The Special Land and Development Fund
by Tom Yamachika, President Tax Foundation Hawaii
In this week’s spotlight is the Special Land and Development Fund or SLDF, which is administered by the Department of Land and Natural Resources (DLNR). Into that fund goes all land rents the State receives for land that is either leased or used under a revocable permit (such as those used by airport or harbor-based businesses).
The fund is also fed by earmarks on two taxes. HRS section 248-8 gives it 0.3% of the highway fuel tax up to $250,000, and HRS section 237D-6.5(b)(5) gives it $3 million of the transient accommodations tax, each year.
Recently, the State Auditor came out with Report No. 19-12 concentrating on this fund. The Auditor raised some questions about the way the fund and some of the underlying state lands were managed, and the Department of Land and Natural Resources (DLNR) took umbrage with quite a few of the Auditor’s findings.

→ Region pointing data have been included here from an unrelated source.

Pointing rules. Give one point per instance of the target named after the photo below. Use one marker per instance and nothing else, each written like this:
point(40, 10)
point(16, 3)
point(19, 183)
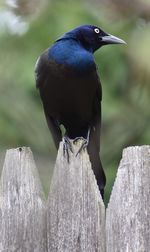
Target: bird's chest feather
point(71, 54)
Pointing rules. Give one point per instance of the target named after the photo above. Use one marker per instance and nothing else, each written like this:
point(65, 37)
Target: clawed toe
point(67, 147)
point(83, 146)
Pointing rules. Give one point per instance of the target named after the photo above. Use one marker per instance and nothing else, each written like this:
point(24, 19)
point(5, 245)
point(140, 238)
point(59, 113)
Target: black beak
point(110, 39)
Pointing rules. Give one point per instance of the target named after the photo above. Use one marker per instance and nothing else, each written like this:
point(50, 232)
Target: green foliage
point(124, 72)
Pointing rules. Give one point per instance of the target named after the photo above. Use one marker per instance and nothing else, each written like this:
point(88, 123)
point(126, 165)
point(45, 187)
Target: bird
point(70, 89)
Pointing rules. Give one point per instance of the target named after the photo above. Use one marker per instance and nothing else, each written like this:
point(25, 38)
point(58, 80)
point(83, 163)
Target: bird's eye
point(97, 30)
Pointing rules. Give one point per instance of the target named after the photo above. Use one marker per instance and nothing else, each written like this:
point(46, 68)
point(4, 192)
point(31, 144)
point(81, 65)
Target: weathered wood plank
point(76, 213)
point(128, 213)
point(22, 206)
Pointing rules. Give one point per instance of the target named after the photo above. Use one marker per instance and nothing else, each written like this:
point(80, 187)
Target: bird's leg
point(66, 147)
point(85, 142)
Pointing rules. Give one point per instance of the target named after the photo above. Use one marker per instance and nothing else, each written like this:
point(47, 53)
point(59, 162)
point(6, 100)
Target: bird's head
point(91, 37)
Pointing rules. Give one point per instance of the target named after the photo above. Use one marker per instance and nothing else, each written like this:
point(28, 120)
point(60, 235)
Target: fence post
point(76, 213)
point(128, 212)
point(22, 206)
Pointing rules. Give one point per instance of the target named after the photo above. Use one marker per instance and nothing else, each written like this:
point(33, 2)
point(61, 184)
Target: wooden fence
point(73, 219)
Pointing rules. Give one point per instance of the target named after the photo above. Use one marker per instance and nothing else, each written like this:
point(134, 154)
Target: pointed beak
point(110, 39)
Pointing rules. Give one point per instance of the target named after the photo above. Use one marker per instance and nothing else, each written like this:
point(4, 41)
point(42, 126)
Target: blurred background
point(27, 28)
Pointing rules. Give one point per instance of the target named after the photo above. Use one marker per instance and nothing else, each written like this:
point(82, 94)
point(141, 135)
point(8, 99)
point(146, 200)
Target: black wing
point(41, 73)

Just to give you a flavor of the underlying mentality, the first page of DLNR’s response to the audit findings touted “the Land Division’s planning, implementing and accounting efforts [such that] the annual revenues for the SLDF increased exponentially from $6.3 million in 2010, to over $20 million in 2018.”
In response, the Auditor thought it interesting to use 2010 as the starting point because it was a tremendous drop from the prior three fiscal years, where revenues averaged $8.4 million. Also, part of the increase was due to the $3 million from the TAT earmark, which took effect in 2016 (Act 117 of 2015), so how could DNLR’s Land Division take credit for that?
Also, there seemed to be some problems with basic math. In 2018, DLNR told the Auditor that the SLDF consists of a parent account and 24 subaccounts. That information was used to create Report No. 18-19. This time, the Auditor pointed out that 23 subaccounts weren’t reported to the Legislature. DLNR’s response was that the SLDF has only one subaccount, and that the 23 other subaccounts, which together contained over $1 million, were sent to other divisions within DLNR.
Huh? Even if the 23 other subaccounts were being managed by different divisions within DLNR, the subaccounts are still under the SLDF as the parent account and are still within DLNR.
Apparently, DLNR’s Land Division apparently has a “silo mentality” that is so strong that “we don’t manage it” means “it doesn’t exist.” But the response to the Auditor isn’t supposed to be Land Division’s response, it’s DLNR’s response. The response was on DLNR letterhead and signed by its chairperson, so why doesn’t it contain input from the other affected divisions?
Finally, let’s focus on another statistic the Auditor pointed out: the delinquency rate on State lands rented out. As of the end of June 2017, DLNR had $7.3 million in accounts receivable. $2.1 million of that, or 29%, was more than 60 days unpaid. Of the $2.1 million, DLNR determined that $1.6 million, or 75%, was uncollectible.
DLNR’s response: “However, the Auditor’s report fails to cite to comparable delinquency rates from other State or County landlords … or the private sector. Therefore, the Department believes this criticism lacks support and is unwarranted.”
Excuse me? Rent is being charged for state lands (less than market rate in many instances), the rent isn’t being paid on time 70% of the time, and it will never be paid more than 20% of the time. True, those statistics apply to just one point in time, but if you were the landlord and those statistics came from your property management company, wouldn’t you at least be asking questions? Would you even care about “comparable delinquency rates”? By the way, you’re a taxpayer so you ARE the landlord.
Stop shooting the messenger and concentrate on cleaning house!